The Buildwas Formation (Bw, BUI), formerly called Wenlock Shale and Buildwas Beds, is a geologic formation in Shropshire, England. It preserves fossils dating back to the Silurian period. The formation is the defining formation of the Sheinwoodian age of the Wenlock epoch, the Middle Silurian.

== Description ==
The Buildwas Formation comprises olive-green and grey calcareous mudstones and nodular to lenticular calcareous mudstones and argillaceous limestones with shell fragments present throughout. The basal part of the formation consists of grey-green rubbly mudstones, containing comminuted shell debris and overlies the mottled green, grey and purple mudstones of the Rubery Formation with a 1 m thick transition in colour and upward decrease in number of hard siltstone beds. The top of the Buildwas Formation shows a gradational increase in thickness of beds and a number of limestone beds, where it grades into the overlying Barr Limestone Formation.

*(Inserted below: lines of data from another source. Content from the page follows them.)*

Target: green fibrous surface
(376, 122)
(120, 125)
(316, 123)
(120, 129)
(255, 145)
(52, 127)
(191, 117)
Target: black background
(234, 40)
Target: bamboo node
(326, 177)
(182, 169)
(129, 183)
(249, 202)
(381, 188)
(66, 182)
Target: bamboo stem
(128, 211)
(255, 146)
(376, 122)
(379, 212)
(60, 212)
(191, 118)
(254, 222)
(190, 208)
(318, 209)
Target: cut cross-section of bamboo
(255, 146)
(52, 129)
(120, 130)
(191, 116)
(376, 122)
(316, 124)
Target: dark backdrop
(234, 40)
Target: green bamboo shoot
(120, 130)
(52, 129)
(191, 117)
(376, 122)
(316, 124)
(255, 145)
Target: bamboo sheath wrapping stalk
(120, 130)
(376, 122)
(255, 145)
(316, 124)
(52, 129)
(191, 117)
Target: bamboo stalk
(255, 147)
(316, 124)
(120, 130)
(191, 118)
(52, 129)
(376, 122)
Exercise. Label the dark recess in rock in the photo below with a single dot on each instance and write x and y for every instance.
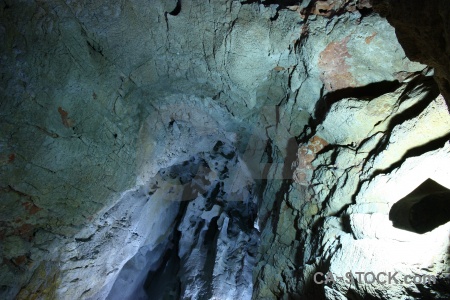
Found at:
(422, 210)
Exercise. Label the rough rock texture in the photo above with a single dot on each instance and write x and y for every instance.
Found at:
(138, 137)
(423, 30)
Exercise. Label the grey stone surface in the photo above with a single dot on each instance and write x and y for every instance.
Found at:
(323, 124)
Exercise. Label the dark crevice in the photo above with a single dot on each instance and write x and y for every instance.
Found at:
(176, 10)
(368, 92)
(416, 151)
(282, 3)
(412, 112)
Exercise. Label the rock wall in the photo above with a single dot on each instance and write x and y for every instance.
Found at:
(113, 176)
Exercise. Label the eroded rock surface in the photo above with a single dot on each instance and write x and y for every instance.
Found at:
(172, 148)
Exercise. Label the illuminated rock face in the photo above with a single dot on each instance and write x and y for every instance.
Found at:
(214, 150)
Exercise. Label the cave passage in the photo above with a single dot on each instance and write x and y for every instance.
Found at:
(211, 247)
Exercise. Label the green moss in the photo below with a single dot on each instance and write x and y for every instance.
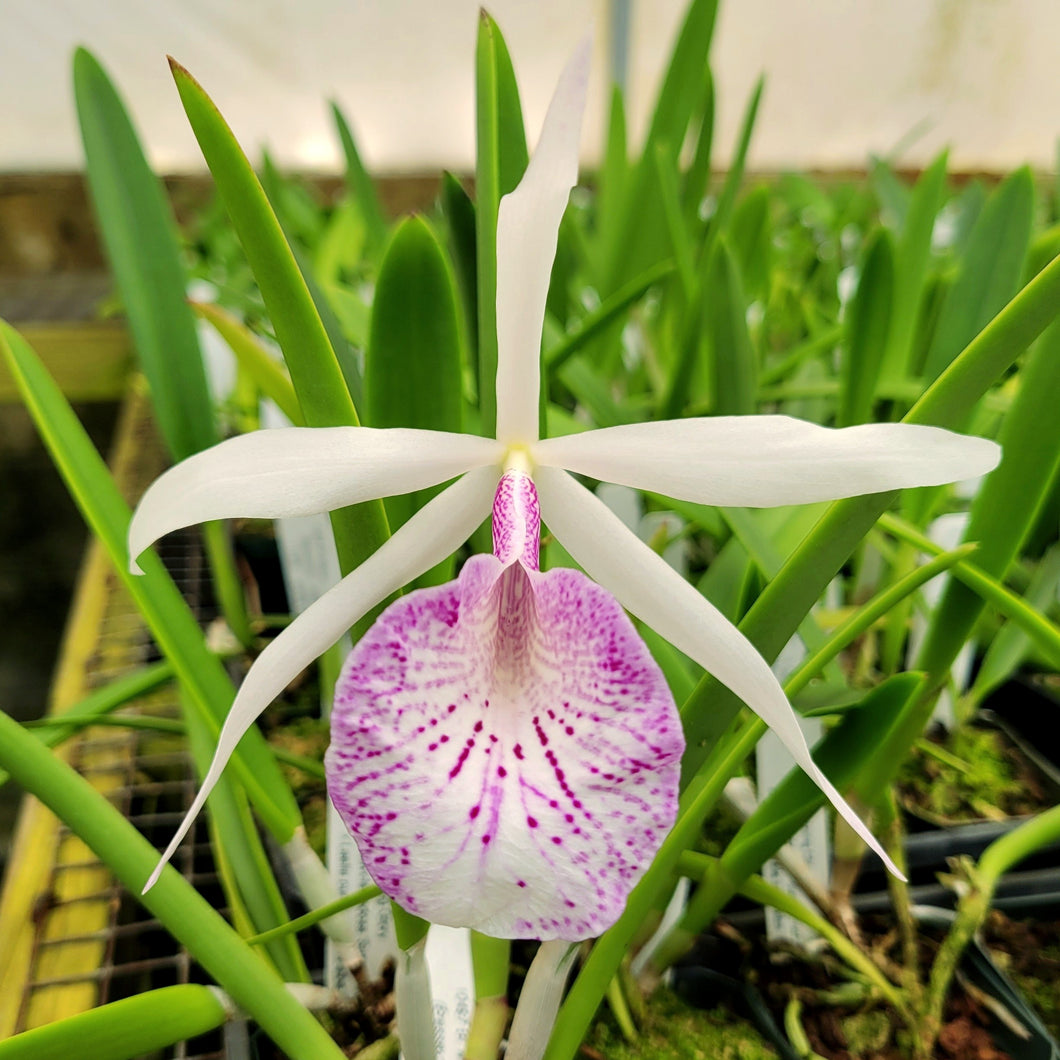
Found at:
(973, 775)
(867, 1032)
(673, 1030)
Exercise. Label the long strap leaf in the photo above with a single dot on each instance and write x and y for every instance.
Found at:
(186, 914)
(315, 372)
(160, 602)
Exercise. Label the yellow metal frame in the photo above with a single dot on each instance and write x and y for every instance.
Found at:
(55, 891)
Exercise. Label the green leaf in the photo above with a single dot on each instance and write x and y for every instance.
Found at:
(243, 864)
(990, 269)
(268, 376)
(785, 600)
(638, 240)
(159, 601)
(698, 178)
(412, 364)
(734, 178)
(751, 239)
(501, 158)
(734, 368)
(459, 212)
(140, 235)
(604, 315)
(187, 915)
(873, 734)
(891, 194)
(868, 328)
(321, 389)
(1008, 500)
(1010, 646)
(682, 88)
(145, 1023)
(359, 183)
(912, 258)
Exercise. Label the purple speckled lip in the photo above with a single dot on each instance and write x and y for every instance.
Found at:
(505, 749)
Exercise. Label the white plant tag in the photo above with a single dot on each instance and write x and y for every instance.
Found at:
(452, 987)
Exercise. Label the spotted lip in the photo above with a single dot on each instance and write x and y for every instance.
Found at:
(505, 749)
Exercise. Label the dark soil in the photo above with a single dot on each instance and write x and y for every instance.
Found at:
(842, 1026)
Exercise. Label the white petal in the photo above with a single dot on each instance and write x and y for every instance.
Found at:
(528, 225)
(296, 471)
(643, 583)
(759, 461)
(435, 532)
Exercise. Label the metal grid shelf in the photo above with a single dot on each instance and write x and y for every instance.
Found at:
(71, 937)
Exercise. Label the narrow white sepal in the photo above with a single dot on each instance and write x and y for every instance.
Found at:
(298, 471)
(528, 226)
(540, 1000)
(643, 583)
(416, 1008)
(435, 532)
(760, 461)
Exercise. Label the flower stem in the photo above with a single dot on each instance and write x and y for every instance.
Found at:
(542, 992)
(491, 958)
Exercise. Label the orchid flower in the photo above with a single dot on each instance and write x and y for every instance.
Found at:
(504, 747)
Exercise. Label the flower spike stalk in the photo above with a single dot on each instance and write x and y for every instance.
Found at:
(505, 751)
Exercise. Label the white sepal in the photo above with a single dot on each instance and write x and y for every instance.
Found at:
(761, 461)
(528, 226)
(643, 583)
(297, 471)
(435, 532)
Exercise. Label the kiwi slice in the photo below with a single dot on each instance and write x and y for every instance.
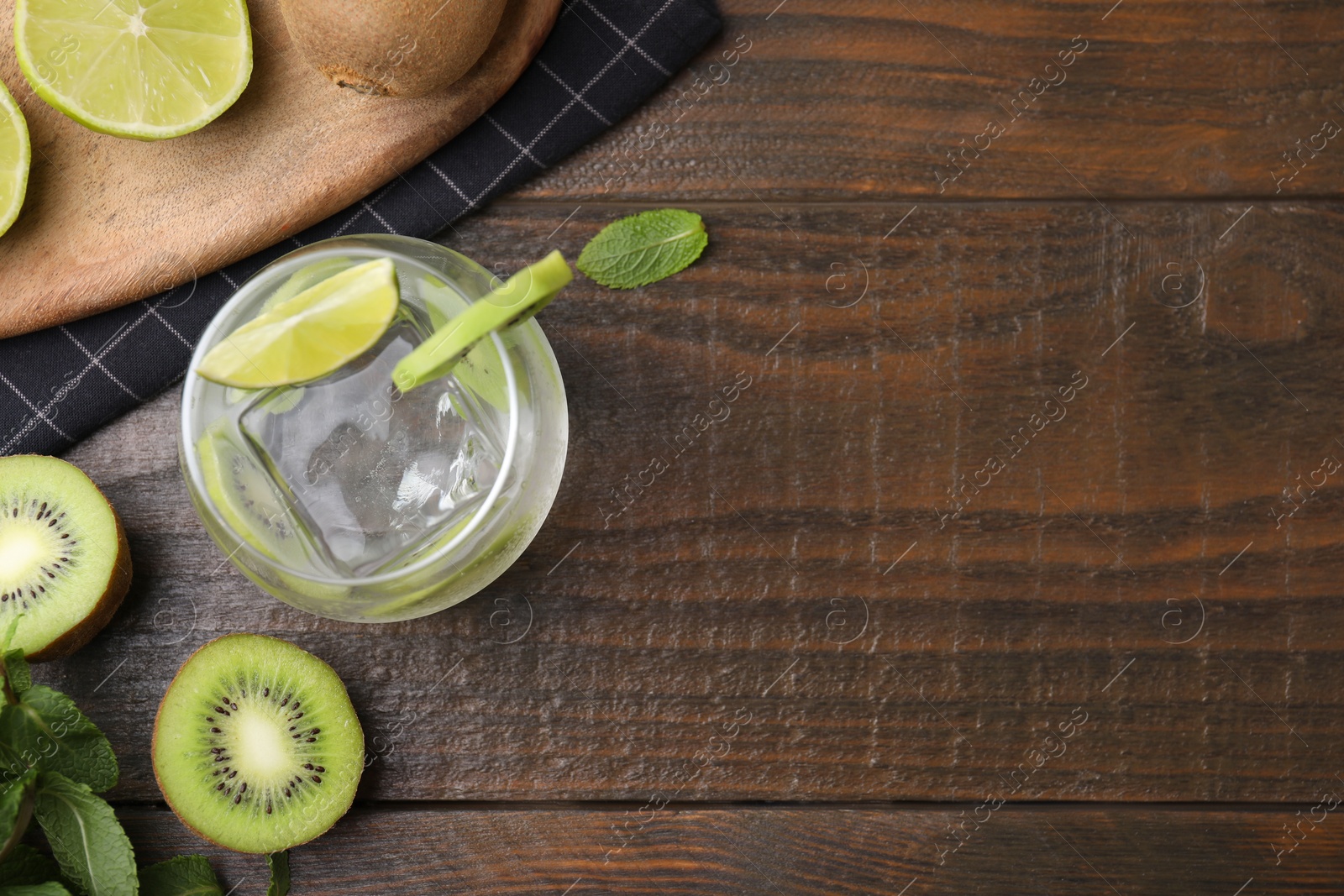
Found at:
(257, 746)
(65, 563)
(246, 497)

The thickness of the formation ranges from 22 to 40 m, with the thinnest outcrops occurring near Walsall thickening towards Wenlock Edge. The type section of the formation was defined by Barrett in 1989 along the left (north) bank of Hughley Brook, 200 m southeast of Leasows Farm and 500 m northeast of Hughley Church. The formation has provided fossils of Eodictyonella capewellii.